TOMPKINS COUNTY, NY—The new Whole Health Department is just one public hearing away from formal establishment, and that public hearing will be scheduled for early November.
Although the merger between the Public Health Department and the County Mental Health Department was approved by the Tompkins County Legislature in 2019, it was sidelined by COVID-19. It got back on track earlier this year and is nearing completion, and the resolution authorizing a public hearing to effect the merger passed unanimously at the Legislative Health Committee meeting. and social services on October 17. (The meeting can be viewed here, and the agenda can be found here.)
“This is the formal process of merging the two departments, and it creates a new department of comprehensive health,” said Director of Public Health Frank Kruppa, adding that the new department “includes many of the same roles. and requirements” that the two departments previously occupied.
When the merger is finalized under the new single department name, Kruppa’s job title will change to “Global Health Commissioner.”
During the county administration update, Administrator Lisa Holmes said the county is working on the first steps of a strategic plan. She also said the Human Services Building was working with a private security company to increase building security. Next month, a $100,000 grant for peer-to-peer veteran services will be on the agenda for acceptance by the county.
Activist Theresa Alt made a public comment in support of the Dryden House project, saying she was surprised to find that local taxes are not helping to fund the project.

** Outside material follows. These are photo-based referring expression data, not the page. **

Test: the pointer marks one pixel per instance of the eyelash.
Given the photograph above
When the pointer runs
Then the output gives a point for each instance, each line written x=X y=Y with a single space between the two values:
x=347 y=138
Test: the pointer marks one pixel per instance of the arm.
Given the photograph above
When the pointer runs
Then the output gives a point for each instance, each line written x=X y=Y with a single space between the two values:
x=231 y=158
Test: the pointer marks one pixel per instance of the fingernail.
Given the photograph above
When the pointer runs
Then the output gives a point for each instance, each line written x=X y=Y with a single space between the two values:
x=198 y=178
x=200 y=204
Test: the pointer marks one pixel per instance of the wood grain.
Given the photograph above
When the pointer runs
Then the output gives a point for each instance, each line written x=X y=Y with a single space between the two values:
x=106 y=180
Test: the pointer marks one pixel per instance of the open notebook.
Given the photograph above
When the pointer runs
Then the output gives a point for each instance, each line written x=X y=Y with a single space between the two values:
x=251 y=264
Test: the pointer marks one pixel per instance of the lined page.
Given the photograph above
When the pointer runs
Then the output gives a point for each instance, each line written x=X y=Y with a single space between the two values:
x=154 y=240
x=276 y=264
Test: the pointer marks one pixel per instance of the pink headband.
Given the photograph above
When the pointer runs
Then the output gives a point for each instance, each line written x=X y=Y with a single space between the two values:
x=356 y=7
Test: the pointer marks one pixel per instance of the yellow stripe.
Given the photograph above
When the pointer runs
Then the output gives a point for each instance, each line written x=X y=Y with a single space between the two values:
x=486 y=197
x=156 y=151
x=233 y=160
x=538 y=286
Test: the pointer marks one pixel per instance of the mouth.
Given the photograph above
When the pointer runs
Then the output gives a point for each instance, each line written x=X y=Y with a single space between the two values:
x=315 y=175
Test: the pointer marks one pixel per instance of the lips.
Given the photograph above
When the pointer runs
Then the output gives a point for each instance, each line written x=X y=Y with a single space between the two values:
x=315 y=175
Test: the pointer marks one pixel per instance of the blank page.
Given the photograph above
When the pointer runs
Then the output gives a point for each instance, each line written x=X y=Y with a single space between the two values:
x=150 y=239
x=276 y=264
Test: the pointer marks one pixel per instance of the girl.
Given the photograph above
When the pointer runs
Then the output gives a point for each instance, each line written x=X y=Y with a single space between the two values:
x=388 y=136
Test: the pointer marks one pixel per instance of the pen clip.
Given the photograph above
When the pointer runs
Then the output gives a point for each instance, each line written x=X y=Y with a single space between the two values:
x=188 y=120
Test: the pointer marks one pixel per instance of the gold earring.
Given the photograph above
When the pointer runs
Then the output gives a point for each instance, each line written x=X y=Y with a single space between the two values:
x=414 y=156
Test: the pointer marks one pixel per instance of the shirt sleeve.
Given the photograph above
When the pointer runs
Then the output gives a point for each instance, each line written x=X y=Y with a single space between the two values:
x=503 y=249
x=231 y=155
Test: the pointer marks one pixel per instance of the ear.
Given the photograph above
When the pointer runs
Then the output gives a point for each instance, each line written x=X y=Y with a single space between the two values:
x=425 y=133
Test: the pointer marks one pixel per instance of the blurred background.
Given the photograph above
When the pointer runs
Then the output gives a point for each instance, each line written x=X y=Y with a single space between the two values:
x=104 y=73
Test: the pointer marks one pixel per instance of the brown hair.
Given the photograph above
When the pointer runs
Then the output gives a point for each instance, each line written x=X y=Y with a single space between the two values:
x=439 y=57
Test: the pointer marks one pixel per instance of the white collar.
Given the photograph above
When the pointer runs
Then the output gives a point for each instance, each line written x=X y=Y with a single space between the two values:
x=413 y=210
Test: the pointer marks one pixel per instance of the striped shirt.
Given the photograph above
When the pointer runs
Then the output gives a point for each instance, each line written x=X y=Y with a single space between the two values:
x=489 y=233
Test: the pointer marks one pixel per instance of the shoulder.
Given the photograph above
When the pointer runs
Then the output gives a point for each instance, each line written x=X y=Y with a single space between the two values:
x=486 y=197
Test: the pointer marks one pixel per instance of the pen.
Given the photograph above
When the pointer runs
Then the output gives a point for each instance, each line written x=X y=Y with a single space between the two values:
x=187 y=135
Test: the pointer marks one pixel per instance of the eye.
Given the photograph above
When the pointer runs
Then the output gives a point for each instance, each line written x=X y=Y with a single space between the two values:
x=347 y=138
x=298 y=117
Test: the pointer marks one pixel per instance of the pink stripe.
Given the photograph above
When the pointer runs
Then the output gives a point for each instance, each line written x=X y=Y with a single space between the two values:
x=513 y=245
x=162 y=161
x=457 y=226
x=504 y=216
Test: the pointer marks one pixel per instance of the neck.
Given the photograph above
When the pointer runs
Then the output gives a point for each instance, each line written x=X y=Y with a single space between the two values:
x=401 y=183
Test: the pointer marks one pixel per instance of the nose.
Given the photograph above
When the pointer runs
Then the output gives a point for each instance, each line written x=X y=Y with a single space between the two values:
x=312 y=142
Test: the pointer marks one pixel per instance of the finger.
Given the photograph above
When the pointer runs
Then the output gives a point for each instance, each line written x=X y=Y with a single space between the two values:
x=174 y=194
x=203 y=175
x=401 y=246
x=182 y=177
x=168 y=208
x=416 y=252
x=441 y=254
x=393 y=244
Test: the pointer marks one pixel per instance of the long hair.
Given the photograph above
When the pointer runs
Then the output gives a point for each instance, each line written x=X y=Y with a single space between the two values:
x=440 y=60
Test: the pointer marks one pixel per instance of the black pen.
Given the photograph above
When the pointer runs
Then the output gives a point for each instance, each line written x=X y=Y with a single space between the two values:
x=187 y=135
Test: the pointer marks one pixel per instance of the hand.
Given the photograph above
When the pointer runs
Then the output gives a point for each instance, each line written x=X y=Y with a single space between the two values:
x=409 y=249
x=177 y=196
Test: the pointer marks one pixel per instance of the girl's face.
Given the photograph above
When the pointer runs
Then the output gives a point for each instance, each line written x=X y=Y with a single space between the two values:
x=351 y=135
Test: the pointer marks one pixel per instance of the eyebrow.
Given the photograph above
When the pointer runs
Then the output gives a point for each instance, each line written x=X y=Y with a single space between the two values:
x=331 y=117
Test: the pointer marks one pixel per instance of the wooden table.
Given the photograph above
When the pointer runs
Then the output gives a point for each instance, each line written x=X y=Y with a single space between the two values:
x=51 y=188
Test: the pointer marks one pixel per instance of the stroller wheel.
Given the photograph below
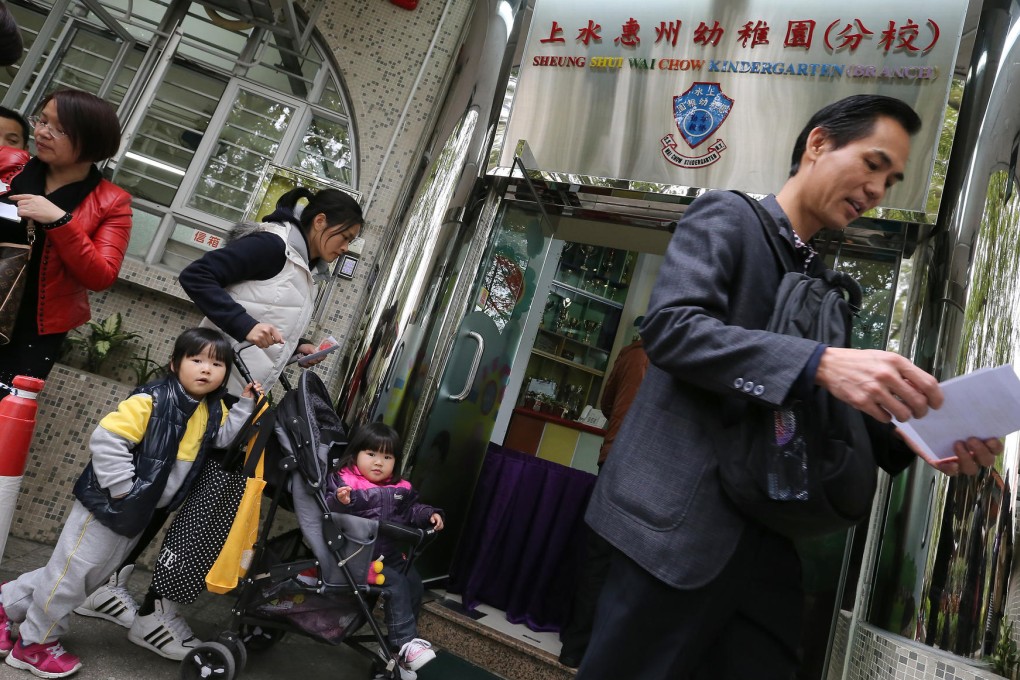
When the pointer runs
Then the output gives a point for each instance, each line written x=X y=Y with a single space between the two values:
x=209 y=660
x=258 y=638
x=237 y=647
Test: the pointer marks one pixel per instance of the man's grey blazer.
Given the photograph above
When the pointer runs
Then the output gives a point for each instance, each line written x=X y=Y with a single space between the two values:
x=658 y=498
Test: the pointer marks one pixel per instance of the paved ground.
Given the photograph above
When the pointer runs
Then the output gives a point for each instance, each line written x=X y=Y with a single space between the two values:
x=107 y=655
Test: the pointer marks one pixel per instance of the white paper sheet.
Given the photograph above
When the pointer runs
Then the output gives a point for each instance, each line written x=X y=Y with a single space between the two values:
x=984 y=404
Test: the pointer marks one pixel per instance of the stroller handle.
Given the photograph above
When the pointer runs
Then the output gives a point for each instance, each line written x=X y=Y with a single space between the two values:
x=243 y=367
x=402 y=531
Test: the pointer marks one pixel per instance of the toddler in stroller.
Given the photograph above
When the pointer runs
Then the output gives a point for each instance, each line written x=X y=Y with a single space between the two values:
x=314 y=580
x=368 y=485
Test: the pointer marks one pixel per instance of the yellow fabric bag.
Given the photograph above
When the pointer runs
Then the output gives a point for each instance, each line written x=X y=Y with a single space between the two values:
x=237 y=554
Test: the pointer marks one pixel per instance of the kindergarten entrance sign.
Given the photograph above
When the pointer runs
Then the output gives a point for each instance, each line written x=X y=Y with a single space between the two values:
x=704 y=94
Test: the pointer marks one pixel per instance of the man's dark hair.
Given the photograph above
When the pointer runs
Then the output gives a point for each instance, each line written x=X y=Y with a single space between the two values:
x=11 y=45
x=852 y=118
x=14 y=115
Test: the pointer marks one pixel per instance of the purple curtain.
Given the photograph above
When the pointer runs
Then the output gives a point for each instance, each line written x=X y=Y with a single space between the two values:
x=524 y=538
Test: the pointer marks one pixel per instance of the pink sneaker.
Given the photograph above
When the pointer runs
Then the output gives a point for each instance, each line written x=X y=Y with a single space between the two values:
x=7 y=637
x=44 y=660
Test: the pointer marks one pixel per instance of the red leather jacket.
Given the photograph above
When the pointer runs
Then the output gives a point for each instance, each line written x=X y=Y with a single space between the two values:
x=83 y=255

On the same subject, a resolution was passed unanimously authorizing the County’s contribution of $70,000 to help fund the Dryden House project, in addition to $50,000 from the City of Dryden and $227,000 from private contributions from the project promoter.

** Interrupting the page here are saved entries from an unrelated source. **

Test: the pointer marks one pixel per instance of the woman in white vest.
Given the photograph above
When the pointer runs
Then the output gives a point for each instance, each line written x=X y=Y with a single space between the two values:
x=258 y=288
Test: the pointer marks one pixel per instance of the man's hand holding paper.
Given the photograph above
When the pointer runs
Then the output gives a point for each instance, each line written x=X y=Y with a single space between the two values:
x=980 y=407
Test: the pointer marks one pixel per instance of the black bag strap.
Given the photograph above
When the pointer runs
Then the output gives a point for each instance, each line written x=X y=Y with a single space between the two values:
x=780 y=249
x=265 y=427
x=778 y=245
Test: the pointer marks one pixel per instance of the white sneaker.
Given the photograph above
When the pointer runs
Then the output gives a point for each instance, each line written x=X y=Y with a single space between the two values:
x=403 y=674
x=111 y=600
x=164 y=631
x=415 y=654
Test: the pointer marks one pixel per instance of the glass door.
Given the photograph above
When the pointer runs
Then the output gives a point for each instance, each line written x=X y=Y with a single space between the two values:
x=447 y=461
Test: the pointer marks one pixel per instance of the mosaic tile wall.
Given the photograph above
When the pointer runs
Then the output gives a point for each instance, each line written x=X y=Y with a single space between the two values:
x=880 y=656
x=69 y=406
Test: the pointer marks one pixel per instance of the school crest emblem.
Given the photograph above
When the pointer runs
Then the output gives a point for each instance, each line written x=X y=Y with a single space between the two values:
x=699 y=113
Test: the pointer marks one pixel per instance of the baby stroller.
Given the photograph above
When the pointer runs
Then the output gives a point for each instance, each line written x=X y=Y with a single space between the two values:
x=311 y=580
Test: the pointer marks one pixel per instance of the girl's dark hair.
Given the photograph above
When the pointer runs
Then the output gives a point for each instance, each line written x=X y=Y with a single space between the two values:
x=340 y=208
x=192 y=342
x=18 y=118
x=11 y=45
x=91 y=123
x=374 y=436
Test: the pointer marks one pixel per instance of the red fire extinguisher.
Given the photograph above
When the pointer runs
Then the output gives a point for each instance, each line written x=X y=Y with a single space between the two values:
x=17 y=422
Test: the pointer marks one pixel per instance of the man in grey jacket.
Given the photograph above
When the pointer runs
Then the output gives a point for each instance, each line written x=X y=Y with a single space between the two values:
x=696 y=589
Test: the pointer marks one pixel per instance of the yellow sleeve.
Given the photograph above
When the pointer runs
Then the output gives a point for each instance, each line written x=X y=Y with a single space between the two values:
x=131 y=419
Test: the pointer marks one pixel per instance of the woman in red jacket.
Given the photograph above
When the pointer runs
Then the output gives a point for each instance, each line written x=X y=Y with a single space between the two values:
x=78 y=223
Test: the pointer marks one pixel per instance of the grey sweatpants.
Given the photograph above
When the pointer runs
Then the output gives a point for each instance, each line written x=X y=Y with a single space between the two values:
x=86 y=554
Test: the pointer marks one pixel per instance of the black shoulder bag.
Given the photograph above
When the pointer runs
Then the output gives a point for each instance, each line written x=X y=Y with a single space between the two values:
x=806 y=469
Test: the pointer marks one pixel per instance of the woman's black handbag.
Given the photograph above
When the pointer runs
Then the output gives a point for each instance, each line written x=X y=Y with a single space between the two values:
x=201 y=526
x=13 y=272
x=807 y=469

Eliot Benman, housing and community development planner, said the project is a “four unit permanent supportive housing project in the village of Dryden for homeless women and children”. The project will consist of new construction on the site of existing structures that had previously burned down.
In a quick update on the recently created Opioid Task Force, lawmaker Dan Klein said the task force has been formally formed and will coordinate its first meeting shortly.

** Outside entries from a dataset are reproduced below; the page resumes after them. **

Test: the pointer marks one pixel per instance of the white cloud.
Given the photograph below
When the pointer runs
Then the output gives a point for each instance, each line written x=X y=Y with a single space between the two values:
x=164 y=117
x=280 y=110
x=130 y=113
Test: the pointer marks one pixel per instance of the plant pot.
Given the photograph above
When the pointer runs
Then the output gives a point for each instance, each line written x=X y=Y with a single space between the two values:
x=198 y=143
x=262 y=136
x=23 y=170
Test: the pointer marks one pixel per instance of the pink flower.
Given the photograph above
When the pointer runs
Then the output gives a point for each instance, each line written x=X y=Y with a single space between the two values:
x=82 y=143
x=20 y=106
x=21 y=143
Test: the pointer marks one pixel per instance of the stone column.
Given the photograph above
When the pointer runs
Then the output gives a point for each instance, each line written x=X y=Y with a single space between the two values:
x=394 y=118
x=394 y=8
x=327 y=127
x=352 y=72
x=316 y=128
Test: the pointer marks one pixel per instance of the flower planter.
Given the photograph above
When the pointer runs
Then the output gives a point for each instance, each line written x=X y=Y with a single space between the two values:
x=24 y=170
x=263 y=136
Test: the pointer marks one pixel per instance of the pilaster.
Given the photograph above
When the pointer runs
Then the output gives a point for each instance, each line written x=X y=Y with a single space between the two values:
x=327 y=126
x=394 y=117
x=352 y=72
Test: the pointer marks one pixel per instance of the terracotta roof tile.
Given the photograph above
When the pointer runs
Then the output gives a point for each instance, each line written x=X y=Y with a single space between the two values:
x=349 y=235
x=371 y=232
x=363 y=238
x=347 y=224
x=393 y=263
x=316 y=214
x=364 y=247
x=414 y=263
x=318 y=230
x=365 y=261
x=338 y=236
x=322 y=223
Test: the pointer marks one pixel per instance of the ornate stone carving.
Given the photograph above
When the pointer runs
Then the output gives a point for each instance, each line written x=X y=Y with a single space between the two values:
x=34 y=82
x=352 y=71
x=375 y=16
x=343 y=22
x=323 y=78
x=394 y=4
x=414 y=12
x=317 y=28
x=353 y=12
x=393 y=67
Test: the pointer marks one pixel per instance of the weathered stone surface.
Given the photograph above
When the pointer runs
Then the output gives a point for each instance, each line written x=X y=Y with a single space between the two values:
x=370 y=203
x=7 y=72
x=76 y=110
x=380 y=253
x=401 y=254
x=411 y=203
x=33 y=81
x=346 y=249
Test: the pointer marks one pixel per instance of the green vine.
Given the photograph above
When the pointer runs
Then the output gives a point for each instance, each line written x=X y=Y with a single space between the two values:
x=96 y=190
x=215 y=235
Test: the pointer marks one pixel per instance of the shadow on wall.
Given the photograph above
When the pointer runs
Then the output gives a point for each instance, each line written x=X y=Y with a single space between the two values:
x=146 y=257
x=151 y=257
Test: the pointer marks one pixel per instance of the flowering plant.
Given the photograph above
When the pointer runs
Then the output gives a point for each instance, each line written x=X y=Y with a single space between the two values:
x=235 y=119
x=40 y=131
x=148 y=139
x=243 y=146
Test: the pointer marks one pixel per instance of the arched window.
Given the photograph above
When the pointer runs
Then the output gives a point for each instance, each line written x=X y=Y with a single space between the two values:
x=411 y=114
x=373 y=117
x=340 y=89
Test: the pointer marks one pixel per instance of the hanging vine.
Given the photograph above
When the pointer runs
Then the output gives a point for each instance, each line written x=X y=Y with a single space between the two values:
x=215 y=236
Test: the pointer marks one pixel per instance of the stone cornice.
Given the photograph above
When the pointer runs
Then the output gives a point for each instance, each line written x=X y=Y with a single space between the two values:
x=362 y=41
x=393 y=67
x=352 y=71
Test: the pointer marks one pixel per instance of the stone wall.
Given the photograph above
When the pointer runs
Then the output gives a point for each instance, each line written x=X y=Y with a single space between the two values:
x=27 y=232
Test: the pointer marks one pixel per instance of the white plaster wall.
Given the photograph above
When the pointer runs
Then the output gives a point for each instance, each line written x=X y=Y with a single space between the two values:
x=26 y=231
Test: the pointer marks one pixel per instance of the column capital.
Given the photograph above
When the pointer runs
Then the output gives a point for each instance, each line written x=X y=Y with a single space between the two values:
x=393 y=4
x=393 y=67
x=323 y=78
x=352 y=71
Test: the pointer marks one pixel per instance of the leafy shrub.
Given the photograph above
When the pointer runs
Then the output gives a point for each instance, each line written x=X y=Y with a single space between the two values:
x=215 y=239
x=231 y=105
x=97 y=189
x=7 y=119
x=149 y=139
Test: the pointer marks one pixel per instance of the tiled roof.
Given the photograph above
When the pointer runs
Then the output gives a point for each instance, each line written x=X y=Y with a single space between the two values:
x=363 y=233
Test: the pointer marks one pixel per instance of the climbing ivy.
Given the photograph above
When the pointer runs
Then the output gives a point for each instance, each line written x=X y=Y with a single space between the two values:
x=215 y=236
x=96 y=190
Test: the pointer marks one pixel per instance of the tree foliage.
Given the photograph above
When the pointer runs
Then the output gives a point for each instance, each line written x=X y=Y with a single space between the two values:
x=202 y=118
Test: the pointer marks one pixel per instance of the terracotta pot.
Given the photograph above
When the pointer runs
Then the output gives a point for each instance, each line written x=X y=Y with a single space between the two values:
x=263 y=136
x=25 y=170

Harmony Ayers-Friedlander spoke of the need to increase the number of early intervention providers, saying the team currently responds to a “wide range of mental health needs, from adjustment issues to serious mental illnesses”, with a team of five psychiatric social workers, a child psychiatrist, nurse practitioner and social work interns.
The program currently works with approximately 300 children, youth and families through its clinic and elementary, middle and high schools across the county.
Shifting gears slightly, to discuss the recent spike in COVID cases that caused the county to adjust to a moderate level of community transmission, Legislator Veronica Pillar asked Kruppa what the community’s current guidelines are regarding is about minimizing the spread and maintaining good health.
Kruppa responded by saying the rise in cases was expected and that “COVID is not going away.” He added that it is rather difficult to get an accurate picture of the total number of cases due to the self-tests that occur daily. Additionally, he said the main reason for the increased level of community transmission was due to the higher number of hospitalizations, which have since declined.
The county still recommends indoor masking for those at high risk and the elderly, and once back-to-school vaccines are phased out, the county will likely start offering COVID booster clinics again.
Code Blue also recently came back into effect due to the season, and 134 adults and 33 children are already enrolled in the program, according to Kit Kephart of the Department of Social Services.